CHAPTER 1 | Verses 7 - 12

Verse 7: “Your land is desolate. Your cities have been burned with fire; your ground is devoured by foreigners – it is desolate and overthrown by strangers.”

Your land is desolate: The parallelism here is this: There is a relationship between the spiritual condition of the people and the physical condition of the land. Because of Israel’s spiritual suffering the land of Israel was itself physically suffering.

Your ground is devoured by foreigners: The southern kingdom of Israel was being attacked by foreign armies and they were making the land desolate. A revolution by foreigners had occurred within the land.

 

Verse 8: “The daughter of Zion is left like a booth among the vineyards, as a shack in a vegetable patch, as a besieged city.”

Booth: Sukkah. This was a temporary shelter, a shack, that was built for a short period of time (eg over harvest time) and then was abandoned when it was no longer needed (no longer had a purpose).

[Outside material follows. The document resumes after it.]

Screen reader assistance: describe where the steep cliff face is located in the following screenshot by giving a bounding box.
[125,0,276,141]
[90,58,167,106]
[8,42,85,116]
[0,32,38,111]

God is saying that Israel was no longer serving a purpose.

Besieged city: No one is paying attention to this city anymore. It has been abandoned and is falling into disrepair.

 

Verse 9: “Unless the Lord of hosts had not left for us a survivor, then we would have been like Sodom, and we would have been likened to Gomorrah.”

The Lord of hosts … left for us a survivor: God himself acted to preserve a remnant.

Sodom … Gomorrah: These two words give us a clue as to how dissatisfied and displeased God was with His people.

 

Verse 10: “Listen to the Word of the Lord O officials of Sodom, give ear to the law of our God, you people of Gomorrah.”

Officials of Sodom: It is so important to recognize parallelism when we are reading Hebrew poetry or prophecy. Here God (using parallelism) is talking to Judah (the Jewish people), but He is addressing them with this offensive name.

Give ear: The word used here is a word that means to draw close to hear. God wanted the Jewish people to come closer to Him. He wanted them to pay attention.

The Word of the Lord …the law of our God: God’s Word (His revelation) is likened to (parallel to) His Law.

 

Verse 11: “’Why is to Me these abundant sacrifices?’ says the Lord. ‘I have had too much of your burnt offerings, of rams and the fat of cattle. The blood of bulls and sheep and goats I have not desired.’”

Why is to Me these abundant sacrifices: The people’s worship, the way that they respond to God, is inadequate. He is not pleased with their worship.

Have had too much: Saturated.

The fat: The choice parts.

The blood of bulls and sheep and goats I have not desired: Their offerings were not wrong. These sacrifices were not against God’s will. What God was displeased with was the manner in which they were being offered up. They were offering up these sacrifices with the wrong motives. They were going through the motions, they were fulfilling their obligations, but their behaviour, their hearts, did not change. Although they were making sacrifices to God their hearts and lifestyles reflected that they were far from Him.

 

Verse 12: “For when you come to see My face who has required this from your hand – this trampling of My courtyards?”

See My face: When they appeared before God.

Trampling of My courtyards: They were coming to God in an improper way. Instead of coming to worship they were showing contempt for the courts of the Lord. They did not go with the right hearts, nor with the right purpose.